Mo, the heartfelt, laugh-out-loud series inspired by co-creator, star, and executive producer Mo Amer’s own life, is back for a second season. The series centers Mo Najjar, a Palestinian refugee kicking it around Houston as he attempts to secure asylum, all the while juggling a Catholic girlfriend his mom disapproves of, a trunk full of bootleg Yeezys, and shenanigans galore from his group of daffy friends.
When it debuted in 2022, the inventive series earned legions of fans — as well as a Gotham and a Peabody Award — in large part because of how it walks the razor-thin tightrope between side-splitting hijinks and poignant, rarely-seen-onscreen vulnerability. “I’m thankful to continue to tell a universal story of struggle that relates to so many refugees and millions of underrepresented humans trying to be seen around the globe,” Amer tells Tudum.

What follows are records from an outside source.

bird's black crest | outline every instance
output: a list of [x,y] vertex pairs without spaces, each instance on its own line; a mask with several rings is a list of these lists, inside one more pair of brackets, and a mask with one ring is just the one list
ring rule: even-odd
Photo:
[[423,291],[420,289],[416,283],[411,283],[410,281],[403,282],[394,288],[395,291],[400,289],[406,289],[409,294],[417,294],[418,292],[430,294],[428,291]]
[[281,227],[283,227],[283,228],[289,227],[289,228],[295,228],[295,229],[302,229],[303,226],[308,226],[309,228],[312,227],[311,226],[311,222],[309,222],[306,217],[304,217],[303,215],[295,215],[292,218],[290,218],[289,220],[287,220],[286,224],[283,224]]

Amer is excited to “bring the people who loved and rooted for Mo Najjar along for the ride as we close this chapter of his story.”

When we last saw Mo, he was stranded across the border in Mexico, desperate to get back to Houston before his family’s asylum hearing. Little does he know that the journey home is just the start of his troubles, and there’s a new guy in town ready to steal both his longtime love, Maria (Teresa Ruiz) — and his falafel taco recipe. “[Season 2 has] certainly more drama, more comedy, and lots of family dynamics and romantic troubles,” Amer tells Tudum. “When you put your character in the most pressure cooker of situations, comedy just naturally comes out. We were able to find the humor in the most difficult of situations.”

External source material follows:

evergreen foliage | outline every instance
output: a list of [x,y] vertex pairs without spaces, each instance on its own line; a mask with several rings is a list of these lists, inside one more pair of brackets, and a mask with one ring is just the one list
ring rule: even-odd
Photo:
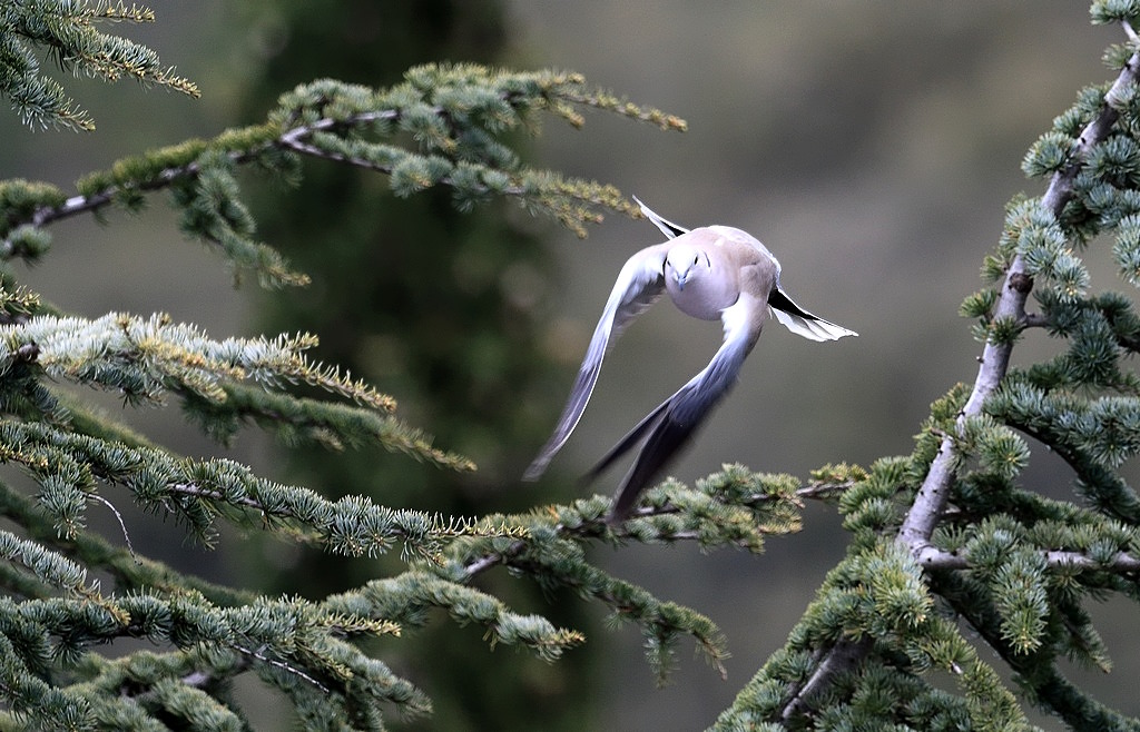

Keep reading for everything you need to know about the second season of Mo, and pictures from the latest season.




The second installment picks up where Season 1 left off, with Mo stranded in Mexico after a quest to recover stolen olive trees goes awry (to say the least). When Mo finally makes it back to Houston, with the help of Maria’s tias and an unusual request from the ambassador that may or may not include a lucha libre mask, Mo returns home to find nothing is as he left it.

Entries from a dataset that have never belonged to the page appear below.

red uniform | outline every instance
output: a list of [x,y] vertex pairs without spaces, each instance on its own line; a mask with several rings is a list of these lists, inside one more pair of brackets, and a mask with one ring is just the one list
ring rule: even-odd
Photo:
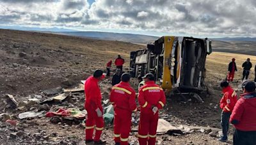
[[117,66],[122,66],[123,64],[124,64],[124,59],[122,59],[121,57],[118,57],[116,59],[115,61],[115,64]]
[[223,88],[223,97],[220,102],[220,107],[224,112],[232,113],[234,107],[237,100],[236,92],[230,86]]
[[156,144],[158,111],[154,114],[152,106],[161,109],[165,104],[166,99],[163,89],[154,81],[150,81],[139,90],[139,103],[141,106],[138,137],[140,145]]
[[110,69],[110,67],[111,67],[111,64],[112,64],[112,60],[109,61],[107,63],[107,68]]
[[137,111],[135,102],[135,91],[129,83],[121,81],[112,88],[109,98],[114,105],[115,142],[128,144],[131,132],[131,114]]
[[256,93],[240,95],[234,108],[230,121],[238,121],[234,125],[236,129],[244,131],[256,131]]
[[102,106],[101,105],[101,93],[98,85],[99,80],[93,76],[89,77],[84,84],[85,104],[84,108],[87,111],[87,119],[85,128],[85,139],[86,141],[92,140],[93,130],[95,127],[96,132],[94,141],[100,141],[101,133],[104,127],[104,121],[102,117],[98,117],[95,111],[97,108],[99,108],[102,112]]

“I feel like Season 2 fully fulfills what I wanted to do and accomplish,” says Amer. “Season 1 was like riding a bike, you don’t land a few tricks. In Season 1, I was just cruising. It felt so easy.” Add in a killer soundtrack — a mashup of country, hip-hop, and Arabic music — and Season 2 promises a wild, heartfelt ride.

Season 2 dives deeper into storylines of some of the supporting characters we fell in love with in the first season: Yusra, Mo’s mom, played by Farah Bsieso, looks forward to finally being granted asylum, while also taking stock of everything she has left behind in Palestine. “It all starts with the mother and her sacrifice and what she’s held on in her heart for all these years,” says Amer. “Seeing someone who is obsessed with the news and constantly worried about her village and her people — it’s real and something that we wanted to track.” The final episode finds the Najjar family members returning to Burin, where Amer is from.
“There’s so much to unpack in Season 2, and I think we had the big responsibility of going home — how do we pull that off?” Amer tells Tudum. “The big takeaway is that coming as an immigrant or asylee to America is not easy. Humanizing these characters and relating them not only just to Arabs or immigrants but to anybody that understands that this life is really, really hard and difficult and to pile on this asylee immigrant experience, being Palestinian, fleeing a war, and generational displacement is almost too much.”
The series explores this contradiction — that the “pressure cooker” environment Amer describes can yield the greatest humor and humanity — and paints a moving portrait of hope. “That’s the conclusion that I had with this particular story: It’s not funny, but it is funny, but it’s not, but it is. It kind of encapsulates the entire tone of the show, quite frankly,” Amer tells Tudum. “No matter how hard life gets, how much it feels like you’ll never be able to get over this hump, if you put your faith in God, keep working hard, and maintain your heart and mind, you’ll be in a great place.”
Mo’s brother Sameer (Omar Elba), a fan-favorite character, also learns more about himself beyond his old place of work, Chick’nCone, with the help of his sister Nadia (Cherien Dabis). “[Season 2] was just about giving all our characters their own set of circumstances they needed to overcome and bringing it together in such a special way,” Amer tells Tudum.
The second installment also introduces a slew of hilarious newcomers: Simon Rex, Johanna Braddy, Liza Koshy, Matt Rife, Ana De La Reguera, Slim Thug, Ralph Barbosa, and Bill Engvall stir up trouble alongside the returning cast.
Fix yourself a falafel taco and settle in for Season 2, available on Netflix now.
Ramy Youssef returns to co-create the second season with Amer, and the two also executive-produce alongside series director Solvan “Slick” Naim (Full Circle), Harris Danow (Daisy Jones & The Six), Jacqui Rivera (Dead to Me), Azhar Usman (Ramy), and A24. “I know my own story better than anybody else and I’m very grateful for the team around me, who were great sounding boards and trusted me to take the story to where it needed to be to fulfill my vision,” Amer tells Tudum. “I was so blessed to be able to fully execute what I actually wanted to do.”